LEv145 / --sd-webui-ar-plus

Select img aspect ratio from presets in sd-webui
51 stars 5 forks source link

The Calculated Dimensions are not ideal #21

Open altoiddealer opened 5 months ago

altoiddealer commented 5 months ago

Hello, thank you for this great extension.

I should probably revise this to say "the calculated dimension" in the singular, because it seems to only calculate one dimension based on the other.

Screenshot 2024-03-10 101708

Ideally, though, both dimensions would be calculated simultaneously in the same method that Stable Swarm calculates - see ResToModelFit()

The values that your extension sets right now are not the sizes that the base models and most finetunes are trained on.

In a nutshell: -The model's 'base res' (ei: 1024) is considered the median value, and the height/width are offset proportionately. -The values are rounded to the nearest multiple of 64.

I spent a bit of time implementing the identical logic in my discord bot (see update_size_option() section) for it to calculate all the different sizes for my /image** command.

Screenshot 2024-03-10 100718

They are calculated dynamically using the same calculation. However, all the models in Stable Swarm correctly include their base resolution in the metadata, so their function is always predictable and successful.
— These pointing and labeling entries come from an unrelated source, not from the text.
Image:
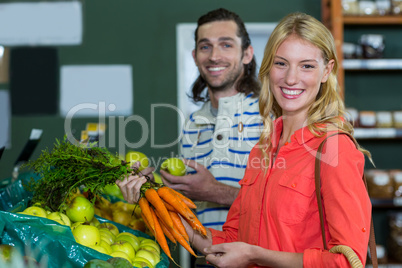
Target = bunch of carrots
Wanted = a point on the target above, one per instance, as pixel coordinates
(161, 209)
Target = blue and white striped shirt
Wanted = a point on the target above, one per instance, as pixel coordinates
(222, 143)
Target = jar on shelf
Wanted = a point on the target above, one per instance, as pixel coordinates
(382, 255)
(352, 115)
(396, 176)
(372, 45)
(397, 118)
(396, 7)
(367, 7)
(367, 119)
(383, 7)
(350, 7)
(384, 119)
(379, 184)
(395, 236)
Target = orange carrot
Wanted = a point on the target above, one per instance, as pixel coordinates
(166, 230)
(183, 242)
(147, 224)
(146, 211)
(168, 207)
(178, 225)
(185, 199)
(159, 235)
(175, 202)
(153, 198)
(197, 225)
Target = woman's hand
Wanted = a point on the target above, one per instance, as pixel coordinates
(130, 186)
(227, 255)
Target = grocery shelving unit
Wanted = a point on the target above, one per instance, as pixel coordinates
(335, 20)
(332, 17)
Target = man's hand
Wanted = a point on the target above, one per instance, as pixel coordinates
(201, 186)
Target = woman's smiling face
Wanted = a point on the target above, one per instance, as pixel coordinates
(297, 73)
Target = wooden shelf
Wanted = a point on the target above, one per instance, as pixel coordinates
(372, 64)
(387, 203)
(372, 20)
(378, 133)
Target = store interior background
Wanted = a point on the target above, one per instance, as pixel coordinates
(143, 34)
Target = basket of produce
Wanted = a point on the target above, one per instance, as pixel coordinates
(68, 203)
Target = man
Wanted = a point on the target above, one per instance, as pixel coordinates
(217, 138)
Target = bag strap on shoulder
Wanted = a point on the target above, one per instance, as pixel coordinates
(372, 244)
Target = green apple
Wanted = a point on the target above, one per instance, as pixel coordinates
(95, 222)
(157, 177)
(141, 262)
(120, 262)
(133, 156)
(60, 218)
(125, 247)
(106, 246)
(108, 225)
(120, 254)
(97, 263)
(133, 240)
(148, 255)
(174, 166)
(6, 252)
(87, 235)
(100, 249)
(150, 245)
(35, 211)
(107, 235)
(80, 209)
(75, 224)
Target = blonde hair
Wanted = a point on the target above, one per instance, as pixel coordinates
(327, 113)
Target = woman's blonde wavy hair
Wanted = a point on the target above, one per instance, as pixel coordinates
(327, 113)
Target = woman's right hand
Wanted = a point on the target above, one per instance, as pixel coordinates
(130, 186)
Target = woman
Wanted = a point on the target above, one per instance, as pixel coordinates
(274, 220)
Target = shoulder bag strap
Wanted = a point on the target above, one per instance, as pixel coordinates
(372, 244)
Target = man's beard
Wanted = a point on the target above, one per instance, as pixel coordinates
(227, 84)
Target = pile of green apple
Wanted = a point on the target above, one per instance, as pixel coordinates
(103, 237)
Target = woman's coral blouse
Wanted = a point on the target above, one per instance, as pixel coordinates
(278, 209)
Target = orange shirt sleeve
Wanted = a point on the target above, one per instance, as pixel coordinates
(347, 207)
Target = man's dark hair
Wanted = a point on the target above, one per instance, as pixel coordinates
(249, 82)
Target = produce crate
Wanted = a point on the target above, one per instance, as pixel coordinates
(48, 241)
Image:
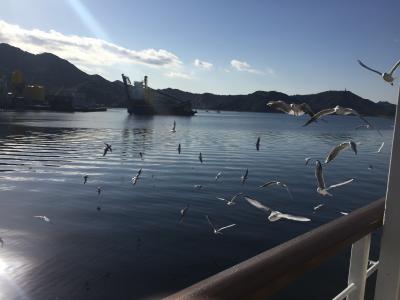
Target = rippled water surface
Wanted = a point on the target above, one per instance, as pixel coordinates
(134, 247)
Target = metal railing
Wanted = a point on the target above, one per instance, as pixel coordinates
(268, 272)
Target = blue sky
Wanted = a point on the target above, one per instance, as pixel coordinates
(225, 47)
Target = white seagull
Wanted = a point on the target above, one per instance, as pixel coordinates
(274, 215)
(387, 76)
(44, 218)
(173, 127)
(339, 148)
(219, 174)
(278, 183)
(230, 201)
(218, 230)
(380, 148)
(322, 189)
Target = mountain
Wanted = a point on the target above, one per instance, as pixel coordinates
(54, 73)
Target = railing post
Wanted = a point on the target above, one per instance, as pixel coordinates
(387, 283)
(358, 267)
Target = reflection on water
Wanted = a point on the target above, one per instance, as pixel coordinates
(135, 247)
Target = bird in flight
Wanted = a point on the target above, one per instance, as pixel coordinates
(107, 148)
(321, 187)
(274, 215)
(173, 127)
(278, 183)
(339, 148)
(230, 201)
(218, 230)
(387, 76)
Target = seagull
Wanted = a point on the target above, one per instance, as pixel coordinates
(44, 218)
(232, 200)
(291, 109)
(173, 127)
(268, 183)
(274, 215)
(243, 178)
(218, 230)
(363, 126)
(380, 148)
(339, 111)
(339, 148)
(258, 144)
(322, 189)
(318, 206)
(183, 212)
(107, 148)
(387, 76)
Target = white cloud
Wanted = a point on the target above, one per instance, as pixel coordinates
(178, 75)
(243, 66)
(204, 65)
(86, 52)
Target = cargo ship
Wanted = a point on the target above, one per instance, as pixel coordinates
(143, 100)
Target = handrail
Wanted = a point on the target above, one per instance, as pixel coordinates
(266, 273)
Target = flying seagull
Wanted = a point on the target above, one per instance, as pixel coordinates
(243, 178)
(230, 201)
(278, 183)
(291, 109)
(343, 111)
(173, 127)
(274, 215)
(322, 189)
(380, 148)
(387, 76)
(218, 230)
(183, 212)
(44, 218)
(107, 148)
(339, 148)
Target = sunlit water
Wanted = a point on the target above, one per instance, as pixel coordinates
(135, 247)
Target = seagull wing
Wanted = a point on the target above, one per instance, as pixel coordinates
(336, 150)
(319, 175)
(340, 184)
(394, 68)
(319, 115)
(368, 68)
(225, 227)
(257, 204)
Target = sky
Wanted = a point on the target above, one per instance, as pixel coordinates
(223, 47)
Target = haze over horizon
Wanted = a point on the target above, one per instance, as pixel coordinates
(224, 48)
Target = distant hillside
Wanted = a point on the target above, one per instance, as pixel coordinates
(54, 73)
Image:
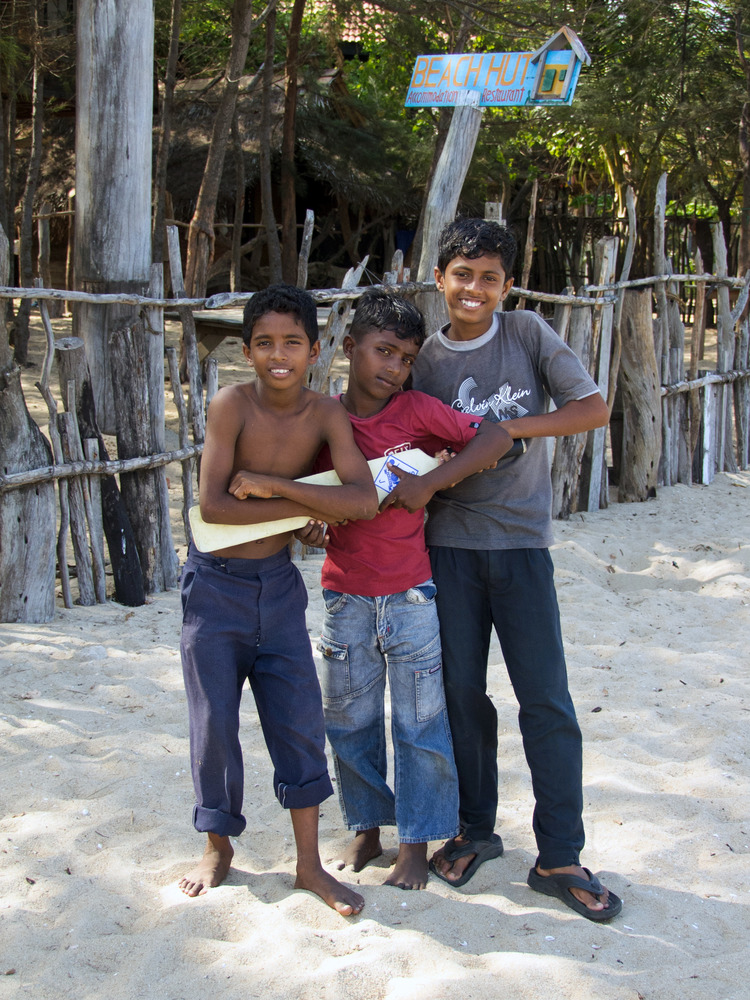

The majority of models on Civitai do not include the intended base resolution in the metadata.

My script assumes the "base resolution" as determined as the current base (Height + Width /2) - whatever these user settings may be.

This is how I recommend your extension should use as the input value - the sum of whatever the current Width/Height values are divided by 2.

I recommend that you consider implementing this approach, if possible!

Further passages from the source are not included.